21) PATENT INFRINGEMENT
The Company warrants that at the time of manufacture, the goods did not infringe any trademark or letters patent in the country of manufacture provided always that his warrant shall not extend to goods manufactured according to the Buyers designs or drawings and the Buyer will indemnify us against any actions claims or demands whatsoever arising by virtue of such manufacture. The Company does not warrant that the importation or use of the goods in any other country is free of infringement of any patents or trademarks or copyright of such country, and the Buyer will indemnify us against any actions, claims or demands howsoever arising in respect of the importation or use of the goods in any such country.

22) HEALTH AND SAFETY AT WORK ACT 1974
Goods supplied by the Company or his agent comply with the above act. The Company cannot be held liable, however, for any contravention of the terms of the act if any changes to the goods or installation are made without the Company‟s knowledge and authority. It is the Buyers responsibility to ensure that any equipment is installed and maintained in accordance with the instructions supplied by the Company and the Company cannot be held by any such omission by the Buyer or his agent. Where health and safety considerations are applicable to equipment supplied by the Company it is the Buyers responsibility to ensure that no risk is presented by the installation and operation of the equipment. Where goods are returned or otherwise delivered to the Company it is the responsibility of the Buyer (sender) to ensure that all relevant COSHH requirements are met and specifically that clear notification of the presence of any substances listed as hazardous to health in the COSHH regulations.

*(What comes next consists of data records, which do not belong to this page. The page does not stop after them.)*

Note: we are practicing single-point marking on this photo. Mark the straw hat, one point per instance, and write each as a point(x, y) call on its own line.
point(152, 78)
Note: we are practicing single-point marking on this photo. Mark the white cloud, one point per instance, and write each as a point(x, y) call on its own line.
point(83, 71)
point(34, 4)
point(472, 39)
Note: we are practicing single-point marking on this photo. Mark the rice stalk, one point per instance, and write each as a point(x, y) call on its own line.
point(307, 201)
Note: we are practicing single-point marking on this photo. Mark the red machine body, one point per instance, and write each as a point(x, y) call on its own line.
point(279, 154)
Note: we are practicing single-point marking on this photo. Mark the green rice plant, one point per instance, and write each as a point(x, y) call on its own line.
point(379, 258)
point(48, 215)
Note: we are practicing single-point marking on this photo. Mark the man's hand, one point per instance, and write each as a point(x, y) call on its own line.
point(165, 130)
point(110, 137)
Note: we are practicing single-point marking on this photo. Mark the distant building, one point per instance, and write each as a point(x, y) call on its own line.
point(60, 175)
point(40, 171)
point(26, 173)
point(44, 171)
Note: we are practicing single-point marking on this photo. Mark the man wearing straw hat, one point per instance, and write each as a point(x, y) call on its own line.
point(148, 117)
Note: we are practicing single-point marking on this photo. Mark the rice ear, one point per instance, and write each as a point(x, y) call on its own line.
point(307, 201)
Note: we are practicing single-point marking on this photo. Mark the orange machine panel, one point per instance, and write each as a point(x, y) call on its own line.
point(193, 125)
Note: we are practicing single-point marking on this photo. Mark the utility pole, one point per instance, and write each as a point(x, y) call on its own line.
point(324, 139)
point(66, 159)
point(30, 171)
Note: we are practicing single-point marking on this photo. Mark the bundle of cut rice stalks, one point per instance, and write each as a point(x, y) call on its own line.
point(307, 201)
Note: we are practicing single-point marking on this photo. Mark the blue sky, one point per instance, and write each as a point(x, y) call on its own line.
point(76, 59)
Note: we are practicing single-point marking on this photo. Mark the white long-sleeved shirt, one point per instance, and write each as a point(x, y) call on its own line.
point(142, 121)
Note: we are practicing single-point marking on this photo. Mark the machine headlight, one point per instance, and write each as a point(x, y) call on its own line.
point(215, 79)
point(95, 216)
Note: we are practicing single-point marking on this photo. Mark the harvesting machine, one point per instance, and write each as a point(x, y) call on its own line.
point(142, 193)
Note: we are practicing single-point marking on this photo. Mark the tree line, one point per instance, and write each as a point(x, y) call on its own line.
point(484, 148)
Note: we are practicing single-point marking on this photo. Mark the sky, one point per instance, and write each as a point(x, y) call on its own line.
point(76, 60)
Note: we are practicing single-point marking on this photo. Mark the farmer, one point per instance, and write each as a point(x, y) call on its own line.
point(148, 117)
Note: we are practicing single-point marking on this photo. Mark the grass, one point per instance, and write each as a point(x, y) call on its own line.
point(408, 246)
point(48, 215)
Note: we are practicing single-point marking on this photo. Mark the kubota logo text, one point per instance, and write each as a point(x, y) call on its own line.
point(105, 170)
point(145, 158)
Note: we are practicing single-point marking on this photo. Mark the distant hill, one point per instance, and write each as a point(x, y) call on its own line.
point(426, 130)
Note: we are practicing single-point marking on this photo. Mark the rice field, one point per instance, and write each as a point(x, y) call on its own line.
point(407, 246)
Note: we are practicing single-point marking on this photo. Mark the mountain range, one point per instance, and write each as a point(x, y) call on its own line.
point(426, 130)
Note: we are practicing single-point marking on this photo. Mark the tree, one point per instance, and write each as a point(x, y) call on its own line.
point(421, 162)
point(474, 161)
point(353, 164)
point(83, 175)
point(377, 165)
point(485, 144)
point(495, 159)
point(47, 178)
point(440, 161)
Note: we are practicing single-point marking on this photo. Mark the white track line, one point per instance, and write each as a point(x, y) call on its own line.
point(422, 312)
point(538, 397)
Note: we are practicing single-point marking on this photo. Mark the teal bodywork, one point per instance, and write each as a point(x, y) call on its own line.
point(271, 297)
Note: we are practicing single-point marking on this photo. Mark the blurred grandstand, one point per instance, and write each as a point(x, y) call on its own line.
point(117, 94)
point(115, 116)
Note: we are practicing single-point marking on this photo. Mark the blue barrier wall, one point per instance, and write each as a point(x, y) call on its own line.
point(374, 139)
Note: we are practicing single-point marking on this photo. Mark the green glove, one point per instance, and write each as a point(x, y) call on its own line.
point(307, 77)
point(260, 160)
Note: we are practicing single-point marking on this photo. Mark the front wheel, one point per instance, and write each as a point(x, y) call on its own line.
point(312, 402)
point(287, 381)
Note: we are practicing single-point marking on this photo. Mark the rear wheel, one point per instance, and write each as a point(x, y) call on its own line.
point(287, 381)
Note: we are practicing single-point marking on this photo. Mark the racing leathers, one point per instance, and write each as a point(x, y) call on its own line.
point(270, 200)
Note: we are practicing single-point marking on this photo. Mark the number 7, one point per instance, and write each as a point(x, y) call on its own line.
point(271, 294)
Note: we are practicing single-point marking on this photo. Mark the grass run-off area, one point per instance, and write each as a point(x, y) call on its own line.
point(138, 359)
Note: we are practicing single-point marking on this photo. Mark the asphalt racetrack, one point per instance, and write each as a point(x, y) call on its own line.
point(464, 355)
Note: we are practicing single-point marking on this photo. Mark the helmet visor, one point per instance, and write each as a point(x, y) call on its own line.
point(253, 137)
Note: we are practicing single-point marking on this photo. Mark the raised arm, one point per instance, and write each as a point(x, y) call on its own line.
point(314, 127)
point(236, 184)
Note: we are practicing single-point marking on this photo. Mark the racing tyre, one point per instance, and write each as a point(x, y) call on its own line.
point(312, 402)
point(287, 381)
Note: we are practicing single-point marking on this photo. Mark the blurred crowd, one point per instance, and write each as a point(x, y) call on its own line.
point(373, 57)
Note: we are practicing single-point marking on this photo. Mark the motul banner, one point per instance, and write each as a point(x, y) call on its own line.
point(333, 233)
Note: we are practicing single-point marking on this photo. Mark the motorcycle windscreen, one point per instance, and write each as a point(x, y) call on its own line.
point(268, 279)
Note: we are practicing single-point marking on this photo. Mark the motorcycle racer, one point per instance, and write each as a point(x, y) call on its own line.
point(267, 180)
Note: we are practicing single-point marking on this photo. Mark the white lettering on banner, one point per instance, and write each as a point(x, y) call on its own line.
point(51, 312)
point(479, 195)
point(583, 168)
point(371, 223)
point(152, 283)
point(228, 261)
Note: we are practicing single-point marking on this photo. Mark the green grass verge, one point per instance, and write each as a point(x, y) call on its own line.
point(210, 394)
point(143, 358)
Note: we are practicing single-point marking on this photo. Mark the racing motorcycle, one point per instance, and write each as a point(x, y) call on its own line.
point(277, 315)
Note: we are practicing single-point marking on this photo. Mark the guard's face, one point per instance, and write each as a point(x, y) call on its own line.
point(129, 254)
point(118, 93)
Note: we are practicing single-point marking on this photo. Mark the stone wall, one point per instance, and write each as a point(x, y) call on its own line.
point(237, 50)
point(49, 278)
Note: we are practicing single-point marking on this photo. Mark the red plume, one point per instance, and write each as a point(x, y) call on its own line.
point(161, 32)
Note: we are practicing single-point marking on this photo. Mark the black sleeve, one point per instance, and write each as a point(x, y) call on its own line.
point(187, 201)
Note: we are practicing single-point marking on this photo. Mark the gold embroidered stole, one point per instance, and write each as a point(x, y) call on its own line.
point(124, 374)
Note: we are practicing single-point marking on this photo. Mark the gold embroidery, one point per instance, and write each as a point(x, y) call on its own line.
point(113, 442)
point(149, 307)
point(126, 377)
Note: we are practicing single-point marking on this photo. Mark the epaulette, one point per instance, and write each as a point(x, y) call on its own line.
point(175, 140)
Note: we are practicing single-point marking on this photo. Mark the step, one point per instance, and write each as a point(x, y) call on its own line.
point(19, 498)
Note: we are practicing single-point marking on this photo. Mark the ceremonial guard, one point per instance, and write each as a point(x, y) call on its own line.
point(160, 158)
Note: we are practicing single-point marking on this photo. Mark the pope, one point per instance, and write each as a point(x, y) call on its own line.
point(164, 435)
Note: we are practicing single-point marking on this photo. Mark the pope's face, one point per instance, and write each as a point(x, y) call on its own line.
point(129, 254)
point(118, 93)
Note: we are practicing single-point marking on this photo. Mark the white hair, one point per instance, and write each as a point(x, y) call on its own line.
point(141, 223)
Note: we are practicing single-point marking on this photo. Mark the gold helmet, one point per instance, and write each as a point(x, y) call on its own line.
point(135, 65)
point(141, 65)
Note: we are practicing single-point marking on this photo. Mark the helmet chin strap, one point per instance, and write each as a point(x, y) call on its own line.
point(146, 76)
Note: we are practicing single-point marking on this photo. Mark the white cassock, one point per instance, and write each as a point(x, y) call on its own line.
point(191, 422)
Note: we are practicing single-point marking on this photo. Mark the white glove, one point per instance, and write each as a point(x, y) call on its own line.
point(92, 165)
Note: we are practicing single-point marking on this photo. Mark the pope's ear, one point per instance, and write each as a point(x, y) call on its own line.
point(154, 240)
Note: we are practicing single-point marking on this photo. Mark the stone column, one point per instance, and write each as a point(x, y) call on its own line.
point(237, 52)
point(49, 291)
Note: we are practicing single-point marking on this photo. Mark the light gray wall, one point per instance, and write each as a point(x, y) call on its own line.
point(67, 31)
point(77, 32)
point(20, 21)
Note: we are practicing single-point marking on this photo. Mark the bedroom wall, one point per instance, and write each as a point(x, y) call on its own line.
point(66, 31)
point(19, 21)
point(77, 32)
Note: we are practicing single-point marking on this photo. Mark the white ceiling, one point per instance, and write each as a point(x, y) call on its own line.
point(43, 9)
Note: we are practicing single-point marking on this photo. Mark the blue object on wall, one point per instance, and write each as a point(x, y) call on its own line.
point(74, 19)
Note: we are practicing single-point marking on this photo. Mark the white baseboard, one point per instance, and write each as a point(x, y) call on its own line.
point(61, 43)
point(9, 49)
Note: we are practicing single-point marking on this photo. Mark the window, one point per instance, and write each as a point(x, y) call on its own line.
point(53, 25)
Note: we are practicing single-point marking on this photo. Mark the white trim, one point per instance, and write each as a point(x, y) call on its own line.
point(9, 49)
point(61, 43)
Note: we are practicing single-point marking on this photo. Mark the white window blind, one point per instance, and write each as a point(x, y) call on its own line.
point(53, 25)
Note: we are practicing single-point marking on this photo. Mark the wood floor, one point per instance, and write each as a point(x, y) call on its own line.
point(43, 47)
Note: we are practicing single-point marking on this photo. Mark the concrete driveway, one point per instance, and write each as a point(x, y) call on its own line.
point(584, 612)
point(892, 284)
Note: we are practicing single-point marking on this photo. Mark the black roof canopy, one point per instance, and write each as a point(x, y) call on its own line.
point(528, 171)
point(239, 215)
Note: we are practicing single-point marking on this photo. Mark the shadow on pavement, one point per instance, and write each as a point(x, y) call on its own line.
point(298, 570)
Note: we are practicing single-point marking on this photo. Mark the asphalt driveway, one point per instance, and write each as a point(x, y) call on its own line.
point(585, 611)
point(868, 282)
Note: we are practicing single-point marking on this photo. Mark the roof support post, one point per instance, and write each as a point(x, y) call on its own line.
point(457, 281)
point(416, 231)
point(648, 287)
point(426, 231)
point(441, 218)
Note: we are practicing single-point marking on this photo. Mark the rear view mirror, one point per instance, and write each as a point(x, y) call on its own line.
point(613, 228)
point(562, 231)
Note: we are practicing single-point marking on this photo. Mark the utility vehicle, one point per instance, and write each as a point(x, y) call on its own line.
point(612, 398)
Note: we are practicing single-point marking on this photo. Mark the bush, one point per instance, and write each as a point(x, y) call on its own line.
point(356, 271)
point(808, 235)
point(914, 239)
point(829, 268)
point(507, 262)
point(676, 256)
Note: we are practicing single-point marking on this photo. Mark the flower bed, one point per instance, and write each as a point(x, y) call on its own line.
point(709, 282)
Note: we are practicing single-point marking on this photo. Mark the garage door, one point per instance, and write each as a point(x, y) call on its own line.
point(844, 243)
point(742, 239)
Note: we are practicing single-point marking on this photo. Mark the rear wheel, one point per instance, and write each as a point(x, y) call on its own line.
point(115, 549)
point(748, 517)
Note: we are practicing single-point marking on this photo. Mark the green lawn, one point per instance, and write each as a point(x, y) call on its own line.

23) SERVICE/INSTALLATION WORK ON SITE
Whilst not excluding or limiting any of the contents and terms of the General Conditions of Sale, the Company may impose specific conditions of sale which apply to Service / Installation work on site and which form the basis of any such Contract/Order. A copy of these conditions of sale, if deemed necessary, will have been issued prior to work commencing.

24) LIABILITY FOR ACCIDENT AND DAMAGE
If the Company or his agents are on site for the purposes of the Contract/Order and until the guarantee period on the goods shall have expired, or be deemed to have expired, our liability for accident and damage shall be limited to the following:-

(a) The Company shall indemnify the Buyer against direct but not consequential damage or injury to the Buyers property or person of that of others, caused by the negligence of the Company or his servants but not otherwise and that to the extent or repairing the damage to property or compensating personal injury provided that such damage or injury is not caused by or does not arise wholly or partially from the Buyer or his servants, acts or omissions, or the acts or omissions of others, or is not due to circumstances over which the Company has no control and provided always that the Company‟s total liability for loss, damage or injury shall not exceed the total price of the goods supplied under the Contract/Order and which the Company has manufactured/supplied and provided further that the Company shall have no liability for his servants when they are acting under the Buyers or his agents instructions those for whom the Buyer is responsible or under the instructions of other contractors, in all of which cases the Buyer shall be responsible for the acts or omissions of the Company‟s servants and shall indemnify us against all claims arising therefrom.

(b) The Company shall indemnify the Buyer against claims and actions brought against the Buyer in respect of injury or death sustained by persons in the Company‟s employ on the site and caused by negligence of the Company of his servants, or by the Company‟s breach of duty under and subject to the provisions of the statutes in force at the time dealing the Employers Liability for injury sustained by employees provided that when the Company‟s servant are acting under the Buyers instructions, or those for whom the Buyer is responsible or under the instructions of other contractors, the Buyer is responsible for the acts or omissions of the Company‟s servants and shall indemnify the Company against claims arising therefrom. Subject to the foregoing, the Company shall have no liability for any loss, injury or damage whatsoever direct or consequential arising out of accidents or damages to property or person after such taking over as aforesaid, all liability on the Company‟s park for accidents or damage ceases.

25) VALUE ADDED TAX
When the Contract/Order is to the account or for a Buyer resident in the United Kingdom, V.A.T. shall be charged at the rate applicable at the time of supply, which in the Company‟s case is delivery.

26) ARBITRATION
If at any time any question, dispute or difference whatsoever shall arise between the Company and the Buyer in relation to or in connection with any contract to follow thereon, the same shall be referred to the Arbitration of a person to be mutually agreed upon, or failing agreement within one month or receipt of notice in writing by either party to the other of the existence of such question, dispute of difference of an Arbitrator appointed by the President for the time being of the Institution of Mechanical Engineers.

27) APPLICABLE LAW
The contract shall be interpreted according to and shall be governed by English Law and the Buyer agrees to submit to the exclusive jurisdiction of the English Courts in any dispute or differences of any kind which may arise concerning the Contract/Order.